The Gayest Seeming Animals

The Gayest Seeming Animals


Yesterday, Buzzfeed published a list of the 25 animals that actually scissor with their own gender on the regs. But who wasn’t a little disappointed that the list wasn’t about something a bit more conceptual – seeming gay. Which animals strike you as the most queer? We vote these:

Sea Cucumbers
The life of these phallic sea creatures is basically one big jizz fest.

Octopus
Quite frankly, these bitches are capable of a lot of sucking. And you know how gay men are with their mouths. They’re constantly looking for a little suck here, a casual blowy there. Octopus are like that too. Anything they can get their suction cups up against, and, sluuuuurp. They’ve got you. Sound pretty gay? It is.

Sun Bears
The gayest of the bears, sun bears prance around the hinterland doing gay bear things – you know, scratching at lovers, sunning themselves, and generally giving two shits about their physical appearance, unlike many other bears. They also are the gentlest of bears – unless you don’t want them to be gentle, if you know what I mean.

Penguins
Just who do they think they’re fooling with that walk? I know that walk; hell, I’ve done that walk before, honey. Also: the allure of the tuxedo. Sure, that one’s a little outdated for gay men, but there are surely some lesbians out there who think they can pull off formalwear designed originally for men.

Bees
Ooooooh, sisterfriend: watch out, cuz these bitches sting. ‘Nuff said.

Lizards
Can’t you just picture a lizard wearing nothing but leather chaps, over-grown armpit hair, and a sick mullet she’s been keeping sharp since the ‘80s?
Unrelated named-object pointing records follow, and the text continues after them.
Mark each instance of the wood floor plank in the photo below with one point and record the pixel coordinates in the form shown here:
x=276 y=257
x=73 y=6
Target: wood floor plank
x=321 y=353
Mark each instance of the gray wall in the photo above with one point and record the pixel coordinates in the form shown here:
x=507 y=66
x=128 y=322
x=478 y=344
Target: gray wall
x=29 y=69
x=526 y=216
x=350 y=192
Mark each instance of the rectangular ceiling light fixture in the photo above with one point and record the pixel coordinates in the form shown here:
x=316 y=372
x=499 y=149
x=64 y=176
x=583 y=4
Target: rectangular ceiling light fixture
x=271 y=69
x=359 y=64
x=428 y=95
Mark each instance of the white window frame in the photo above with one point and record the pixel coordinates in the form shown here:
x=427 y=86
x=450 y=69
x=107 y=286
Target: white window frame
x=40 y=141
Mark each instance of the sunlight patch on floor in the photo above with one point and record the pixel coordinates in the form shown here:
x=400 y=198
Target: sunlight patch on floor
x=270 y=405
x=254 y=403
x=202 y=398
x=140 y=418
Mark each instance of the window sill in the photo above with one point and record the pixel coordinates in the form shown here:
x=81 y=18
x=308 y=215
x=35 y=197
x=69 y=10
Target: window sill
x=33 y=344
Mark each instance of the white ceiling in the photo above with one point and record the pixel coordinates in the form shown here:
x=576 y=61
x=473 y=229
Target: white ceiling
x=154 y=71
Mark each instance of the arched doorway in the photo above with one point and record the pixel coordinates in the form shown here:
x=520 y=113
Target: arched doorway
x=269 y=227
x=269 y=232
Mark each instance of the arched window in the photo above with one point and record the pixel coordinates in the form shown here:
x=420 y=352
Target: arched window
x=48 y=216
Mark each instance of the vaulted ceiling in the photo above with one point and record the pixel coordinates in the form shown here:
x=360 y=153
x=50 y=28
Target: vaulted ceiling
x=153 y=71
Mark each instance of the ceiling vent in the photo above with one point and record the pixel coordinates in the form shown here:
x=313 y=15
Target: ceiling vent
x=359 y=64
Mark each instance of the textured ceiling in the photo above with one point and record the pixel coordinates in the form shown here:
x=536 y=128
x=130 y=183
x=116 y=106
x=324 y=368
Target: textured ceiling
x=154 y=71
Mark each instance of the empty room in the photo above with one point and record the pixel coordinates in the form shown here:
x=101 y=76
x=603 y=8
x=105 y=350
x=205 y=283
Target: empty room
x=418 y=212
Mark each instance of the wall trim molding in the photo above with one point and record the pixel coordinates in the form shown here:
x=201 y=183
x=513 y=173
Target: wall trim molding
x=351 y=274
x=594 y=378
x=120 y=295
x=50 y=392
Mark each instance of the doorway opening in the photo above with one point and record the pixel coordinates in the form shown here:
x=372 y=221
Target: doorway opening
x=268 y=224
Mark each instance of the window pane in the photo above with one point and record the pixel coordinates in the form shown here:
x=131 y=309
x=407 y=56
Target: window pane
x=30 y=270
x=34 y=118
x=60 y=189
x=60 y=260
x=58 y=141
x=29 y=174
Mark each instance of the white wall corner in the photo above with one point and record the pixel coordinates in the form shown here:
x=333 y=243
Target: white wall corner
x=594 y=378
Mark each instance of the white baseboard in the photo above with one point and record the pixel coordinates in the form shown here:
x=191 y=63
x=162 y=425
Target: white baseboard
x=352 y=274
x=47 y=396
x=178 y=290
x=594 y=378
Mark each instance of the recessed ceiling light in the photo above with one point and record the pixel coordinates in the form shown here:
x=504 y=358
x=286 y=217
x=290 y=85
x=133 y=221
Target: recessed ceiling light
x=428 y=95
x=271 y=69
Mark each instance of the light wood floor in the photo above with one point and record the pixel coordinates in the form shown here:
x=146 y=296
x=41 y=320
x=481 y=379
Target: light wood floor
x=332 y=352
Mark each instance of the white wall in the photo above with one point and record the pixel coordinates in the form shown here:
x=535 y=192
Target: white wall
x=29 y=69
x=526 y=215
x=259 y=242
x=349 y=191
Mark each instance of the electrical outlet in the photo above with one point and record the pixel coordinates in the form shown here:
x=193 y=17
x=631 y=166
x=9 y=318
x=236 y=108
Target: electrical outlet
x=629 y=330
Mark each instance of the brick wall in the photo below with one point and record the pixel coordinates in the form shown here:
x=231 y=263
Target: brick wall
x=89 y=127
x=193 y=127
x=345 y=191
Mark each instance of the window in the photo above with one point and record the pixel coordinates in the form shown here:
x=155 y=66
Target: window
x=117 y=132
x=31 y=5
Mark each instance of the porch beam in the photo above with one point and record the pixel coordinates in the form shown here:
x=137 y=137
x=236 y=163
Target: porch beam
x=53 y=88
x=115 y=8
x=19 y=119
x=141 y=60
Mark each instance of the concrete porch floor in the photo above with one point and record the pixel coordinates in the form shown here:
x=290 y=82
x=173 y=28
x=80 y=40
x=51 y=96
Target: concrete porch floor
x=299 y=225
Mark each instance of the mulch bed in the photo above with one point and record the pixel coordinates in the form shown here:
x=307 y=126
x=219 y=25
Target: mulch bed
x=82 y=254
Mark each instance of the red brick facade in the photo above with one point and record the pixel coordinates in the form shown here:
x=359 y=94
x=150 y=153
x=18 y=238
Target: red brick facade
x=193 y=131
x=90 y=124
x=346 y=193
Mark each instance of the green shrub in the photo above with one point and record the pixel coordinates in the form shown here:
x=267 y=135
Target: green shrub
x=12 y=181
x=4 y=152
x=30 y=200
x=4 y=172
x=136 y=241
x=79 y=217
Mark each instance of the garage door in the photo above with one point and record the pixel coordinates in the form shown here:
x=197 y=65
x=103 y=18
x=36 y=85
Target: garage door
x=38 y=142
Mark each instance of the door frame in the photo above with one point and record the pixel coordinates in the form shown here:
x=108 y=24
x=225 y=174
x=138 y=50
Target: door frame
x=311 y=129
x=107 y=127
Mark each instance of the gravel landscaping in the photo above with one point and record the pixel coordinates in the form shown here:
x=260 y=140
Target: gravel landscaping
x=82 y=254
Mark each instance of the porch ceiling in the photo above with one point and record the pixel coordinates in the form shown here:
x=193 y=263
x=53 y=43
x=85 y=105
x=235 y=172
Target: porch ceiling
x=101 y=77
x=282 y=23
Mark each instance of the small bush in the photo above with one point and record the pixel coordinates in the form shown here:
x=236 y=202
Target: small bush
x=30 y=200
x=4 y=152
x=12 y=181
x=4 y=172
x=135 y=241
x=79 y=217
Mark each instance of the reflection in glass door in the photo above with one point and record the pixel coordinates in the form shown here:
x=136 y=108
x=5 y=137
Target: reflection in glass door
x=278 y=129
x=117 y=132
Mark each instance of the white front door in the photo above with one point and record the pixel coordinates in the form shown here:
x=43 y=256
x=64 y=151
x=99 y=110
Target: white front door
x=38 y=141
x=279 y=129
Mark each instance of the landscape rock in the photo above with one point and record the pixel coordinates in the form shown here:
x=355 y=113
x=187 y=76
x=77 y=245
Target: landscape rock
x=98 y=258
In all of the animal kingdom, no other species is more likely to become a member of the Dykes On Bikes section at your local gay pride parade. No wind burn for these ladies.

Peacocks
I don’t want to be too on the nose here but I think we can all agree that if the zoo was cable TV, the peacock habitat would be Ru Paul’s Drag Race.

Seals
First of all you, you know seals capitalize on every opportunity to make puns using their species name in order to get a mate into their (water)bed. “Vincent! You’re baaaad. I’m going to have to SEAL THE DEAL with this one!!” You know that right? Well, they do. Secondly, they can do amazing things with those whiskers. Third, maybe it’s based on the way they are always lounging on one side, lazily waving to all the cute passersby with a single flap, but I get the feeling seals know how to properly tie an ascot.


Birds of Paradise
These freaky deaky birds are not vanilla. Also, they know how to dance.